Que l’argument tienne ou pas, je ne pense pas que la question soit là. Du racisme en France, certainement. Dans le football, ce n’est pas non plus impensable. On se rappelle de l’histoire publiée par Mediapart sur les quotas à l’entrée des centres de formation de la FFF pour éviter de recruter trop de « blacks », ces joueurs supposés « très forts physiquement », « puissant[s] sur un terrain » mais « venant de tribus dominantes », ils seraient difficilement contrôlables. Cependant, que d’autres considérations aient influencées la décision, des considérations d’ordre marketing, d’opinion publique ou politique, cela va de soi.
Pourtant, la réaction des Guignols à l'interview acide de Benzema vient justement confirmer l’existence de ce racisme.
Dans l’émission des Guignols du 1er juin, sont mise en scène Debbouze, Cantonna et Benzema, après un petit rappel de la position de Cantonna : « L’équipe de France n’est pas représentative de la société ». Cantonna, encore : « je ne supporte pas ces bleus, pas ces racistes, il n’y a que des blancs dans cette équipe ». Ça pourrait marcher, être drôle. L’équipe de France n’est pas le meilleur exemple de discrimination. Bien souvent, l’extrême droite s’offusque même de ne pas voir suffisamment de joueurs de couleur blanche représenter la France. Donc, Benzema aurait peut-être été trop loin, il n’y a pas de racisme. Circulez jeunesse. On peut rire.
Mais, l’histoire ne s’arrête pas là. Les Guignols, qui viennent d’être repris en main par Bolloré, n’ont pas finis leur show. Un dernier intervenant arrive ; la poupée de Mr. Le Pen. Le Pen, dans le même clip, sur le même registre que Benzema et les autres ajoute : « Moi non plus, je ne supporte pas ces bleus, il y a trop de bamboula et de bougnoules, n’est-ce pas ? ». Qu’est-ce que cela veut dire ? La critique du racisme par une supposée victime peut-elle être mise sur le même plan qu’une sortie putride de Le Pen ? Que dénoncer le racisme qui touche les français d’origine magrébine serait comparable à dénoncer l’immigration en général tel un Le Pen ? Benzema serait-il d’extrême droite, maintenant ?

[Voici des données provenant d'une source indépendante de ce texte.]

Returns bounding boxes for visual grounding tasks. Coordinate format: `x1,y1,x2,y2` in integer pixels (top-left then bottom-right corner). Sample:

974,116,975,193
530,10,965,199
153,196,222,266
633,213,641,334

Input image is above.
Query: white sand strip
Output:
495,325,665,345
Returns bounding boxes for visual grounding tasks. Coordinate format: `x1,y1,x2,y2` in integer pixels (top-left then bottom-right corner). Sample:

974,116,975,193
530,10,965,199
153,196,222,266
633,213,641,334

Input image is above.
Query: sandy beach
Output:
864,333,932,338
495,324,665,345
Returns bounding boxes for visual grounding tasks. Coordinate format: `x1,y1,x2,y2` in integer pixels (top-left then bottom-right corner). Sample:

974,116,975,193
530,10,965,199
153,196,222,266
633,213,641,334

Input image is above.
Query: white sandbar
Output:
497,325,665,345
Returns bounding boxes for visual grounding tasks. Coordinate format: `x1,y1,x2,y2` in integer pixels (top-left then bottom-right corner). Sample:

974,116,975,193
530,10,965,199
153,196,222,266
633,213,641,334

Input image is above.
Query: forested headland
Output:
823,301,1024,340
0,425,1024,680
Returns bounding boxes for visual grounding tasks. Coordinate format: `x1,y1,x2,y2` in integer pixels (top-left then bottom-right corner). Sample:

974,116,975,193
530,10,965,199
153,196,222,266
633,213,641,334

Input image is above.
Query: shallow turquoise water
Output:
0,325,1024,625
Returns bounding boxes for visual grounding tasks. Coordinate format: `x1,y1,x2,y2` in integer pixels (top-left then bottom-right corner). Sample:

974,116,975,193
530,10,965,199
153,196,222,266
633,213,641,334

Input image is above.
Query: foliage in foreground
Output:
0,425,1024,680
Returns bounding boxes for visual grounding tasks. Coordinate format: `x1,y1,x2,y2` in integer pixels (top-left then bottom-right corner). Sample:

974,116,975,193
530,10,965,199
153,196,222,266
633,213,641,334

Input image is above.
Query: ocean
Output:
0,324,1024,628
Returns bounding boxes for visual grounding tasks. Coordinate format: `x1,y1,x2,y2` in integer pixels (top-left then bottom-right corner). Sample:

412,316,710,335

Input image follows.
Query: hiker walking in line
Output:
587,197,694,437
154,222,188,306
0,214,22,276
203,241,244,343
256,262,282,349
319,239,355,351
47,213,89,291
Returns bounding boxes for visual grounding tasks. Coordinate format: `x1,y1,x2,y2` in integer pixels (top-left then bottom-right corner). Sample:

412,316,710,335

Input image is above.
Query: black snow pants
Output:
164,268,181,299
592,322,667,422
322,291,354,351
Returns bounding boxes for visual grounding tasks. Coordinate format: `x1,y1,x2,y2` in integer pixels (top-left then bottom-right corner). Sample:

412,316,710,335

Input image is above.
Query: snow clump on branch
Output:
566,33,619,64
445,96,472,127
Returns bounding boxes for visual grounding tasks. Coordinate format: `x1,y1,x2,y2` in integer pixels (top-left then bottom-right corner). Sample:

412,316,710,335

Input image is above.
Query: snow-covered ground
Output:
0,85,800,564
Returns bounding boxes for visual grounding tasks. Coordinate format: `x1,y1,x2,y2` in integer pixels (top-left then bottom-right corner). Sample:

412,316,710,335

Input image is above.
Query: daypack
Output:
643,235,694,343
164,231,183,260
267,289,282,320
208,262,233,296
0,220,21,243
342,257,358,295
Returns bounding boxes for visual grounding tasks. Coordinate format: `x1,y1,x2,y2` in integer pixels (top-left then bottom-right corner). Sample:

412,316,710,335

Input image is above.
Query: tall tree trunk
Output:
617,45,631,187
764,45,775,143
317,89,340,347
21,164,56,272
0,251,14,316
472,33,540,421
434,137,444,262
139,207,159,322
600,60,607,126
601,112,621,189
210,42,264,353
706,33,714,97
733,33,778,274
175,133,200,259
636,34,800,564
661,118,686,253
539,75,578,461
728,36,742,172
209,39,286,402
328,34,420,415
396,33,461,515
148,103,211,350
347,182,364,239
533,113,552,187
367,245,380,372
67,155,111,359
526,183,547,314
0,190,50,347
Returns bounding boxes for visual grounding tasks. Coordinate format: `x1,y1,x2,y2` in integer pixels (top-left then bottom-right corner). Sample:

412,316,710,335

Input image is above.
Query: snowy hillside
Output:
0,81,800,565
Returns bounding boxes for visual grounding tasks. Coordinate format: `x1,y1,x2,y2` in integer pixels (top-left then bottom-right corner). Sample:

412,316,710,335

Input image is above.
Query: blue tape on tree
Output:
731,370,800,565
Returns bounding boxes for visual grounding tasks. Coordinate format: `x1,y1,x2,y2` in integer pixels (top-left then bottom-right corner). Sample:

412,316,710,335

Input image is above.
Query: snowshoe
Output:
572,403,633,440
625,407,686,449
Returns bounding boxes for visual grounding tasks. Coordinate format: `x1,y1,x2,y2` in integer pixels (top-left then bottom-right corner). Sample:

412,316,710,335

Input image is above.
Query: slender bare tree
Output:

Je ne juge pas ici de la légitimité de Benzema de dénoncer du racisme, ni d’essayer de faire le tri entre racisme, déception, aigreur ou rancœur, mais bien de dénoncer l’amalgame nauséabond des Guignols. Je ne trouve pas cela drôle. Surtout à la lumière des épisodes récents autour de la chaine. Surtout à la lumière des réactions politiques, tous à accabler le messager pour éviter d’entendre le message.
Dénoncer le racisme, c’est être facho, aux yeux de Canal +. Est-ce un tournant décidé par Bolloré en personne ? Une réaction identitaire, pour le moins. Un aperçu des sujets de l’élection présidentielle à venir ? Je nous souhaite bien du courage.